After the Rampart research lab had blown up, there had been nights when he'd been repeatedly vaguely awakened by her restlessness, till finally she'd just gotten up and left. The first time, he'd crept down the hall after a while to check on her and spotted her sitting out on the balcony, back against the sliding door, which was cracked just enough to let the taut phone cord stretch through. Her voice, a little hoarse: I'm just tired, Roy, I don't know -

And he'd gone back to bed with uneasiness stirring like an eel just below his sternum - of course that whole mess might've brought up bad stuff, at least she had the sense to talk to DeSoto, he himself had told her he didn't want to discuss it and did that make him a coward or just insensitive?

They don't talk about the war, but in early April a bottle appears in his medicine cabinet: Valium, two milligrams, Dix's name as patient and Joe's as prescriber. I'm keeping it at your place because I don't want it right at hand if I can't drop off straightaway, she tells him, that particular glint in her eyes that means he'd better not ask for any more detail if they don't want a fight brewing.

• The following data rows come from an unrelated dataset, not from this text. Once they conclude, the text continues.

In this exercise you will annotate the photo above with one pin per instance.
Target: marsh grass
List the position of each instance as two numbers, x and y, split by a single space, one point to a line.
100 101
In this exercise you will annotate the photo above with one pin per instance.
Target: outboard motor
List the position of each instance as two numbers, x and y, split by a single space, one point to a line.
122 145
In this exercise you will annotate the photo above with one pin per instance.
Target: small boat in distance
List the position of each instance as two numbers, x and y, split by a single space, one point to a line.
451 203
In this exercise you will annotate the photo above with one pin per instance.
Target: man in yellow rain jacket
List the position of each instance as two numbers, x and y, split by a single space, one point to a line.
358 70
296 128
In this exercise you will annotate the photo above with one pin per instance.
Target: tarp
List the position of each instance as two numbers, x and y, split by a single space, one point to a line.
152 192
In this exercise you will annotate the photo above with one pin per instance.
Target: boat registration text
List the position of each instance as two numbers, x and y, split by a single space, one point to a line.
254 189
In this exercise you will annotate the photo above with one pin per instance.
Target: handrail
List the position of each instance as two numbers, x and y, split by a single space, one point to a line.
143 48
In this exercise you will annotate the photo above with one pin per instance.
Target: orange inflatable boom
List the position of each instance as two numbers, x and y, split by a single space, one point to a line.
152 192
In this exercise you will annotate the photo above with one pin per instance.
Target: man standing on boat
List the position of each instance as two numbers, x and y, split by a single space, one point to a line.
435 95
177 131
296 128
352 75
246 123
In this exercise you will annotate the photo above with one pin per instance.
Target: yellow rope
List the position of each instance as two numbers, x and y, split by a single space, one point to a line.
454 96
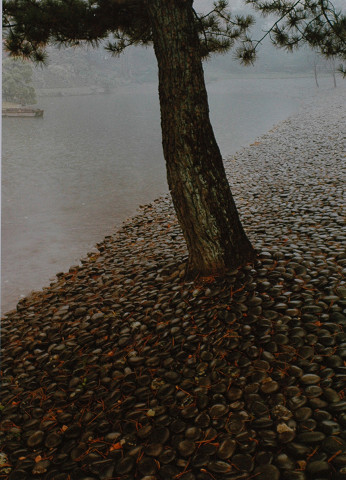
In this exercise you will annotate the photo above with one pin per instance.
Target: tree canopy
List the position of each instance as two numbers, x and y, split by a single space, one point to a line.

But his next free day, he spends some time at the library, looking up some things about Korea - noting, especially, what had happened along the front lines in April 1951, no wonder it gets worse for her in autumn. After that, if she's staying over and wakes more than twice in a night, either tossing and muttering or just bolting right up, he gets her a Valium and some water and she doesn't argue, and if she's not too jumpy for it he curls up around her till she passes out again.

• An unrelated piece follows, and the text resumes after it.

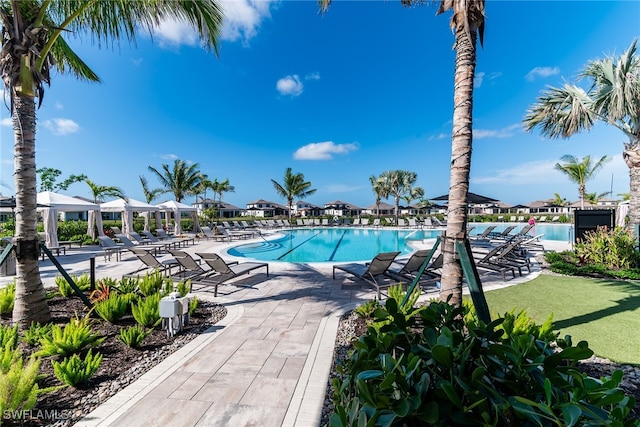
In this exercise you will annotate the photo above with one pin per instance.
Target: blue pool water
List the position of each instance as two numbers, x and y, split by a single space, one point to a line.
331 244
335 244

They don't talk about the war.

V.

There are certain cases that are just the equivalent of bar-fight sucker-punches. Everyone who works anywhere near medicine knows that. The ones that knock you on your ass are different for different people. He hopes no one working at or around Rampart has spotted the pattern in his.

(Tommy Mannering, calmly playing with building blocks, as if he hadn't attempted suicide that very morning. Frankie Gentry and the X-rays showing the violence stamped into his still-growing bones. The sick helplessness when a child is on your exam table and you somehow just know what's been happening before you even get started.)

He and Dix don't talk about his childhood any more than they talk about the war. He thinks Dix has probably figured something out, though, because it's after those types of cases being resolved (or at least out of Rampart's hands, one way or another) that she offers Martini Night the next time they both have the night shift off. And he always accepts, because otherwise his brain will just pointedly Not Sleep and he'll only lie there unable to stop thinking. At least at her place they can doze off on her couch after a couple of belts.

Except he's pretty sure Dix makes the absolute worst martinis in the Western Hemisphere: barely short of lethal alcohol content and the flavor of a saturated bar mat. Definitely the worst drinks he's ever had, and that includes his ill-advised attempt at being in a fraternity. He's taken to waiting till she leaves the room, then quietly pouring part of his glass down the sink and replacing it with olive brine.

(Dix just leans back and casually drinks these horrendous disinfectant-like concoctions with the arch sophistication of someone sipping a hundred-dollar cocktail in a fine restaurant, and all he can think is that her palate has somehow not just been ruined but entirely burned off.)

The day the Freeman kid is discharged is no different. (The Freeman kid, slightly pompous and full of high-level medical reading and very scared, and underneath all that the simple fact of being there because of being hit and it was like looking at himself at thirteen.) On the drive over, though, he stops at the first liquor store he spots.

He gets to Dix's place just as rain is really starting to come down. He's not sure what's better, her face going from puzzled when she spots the bag to surprised when he takes out the bottle of high-end gin, or finally being able to mix two proper martinis in this context.

I'll just leave this here, he says as he tucks the bottle away in a kitchen cabinet, and when he brings her her glass she's smiling and he feels the weight lift off him, just a little.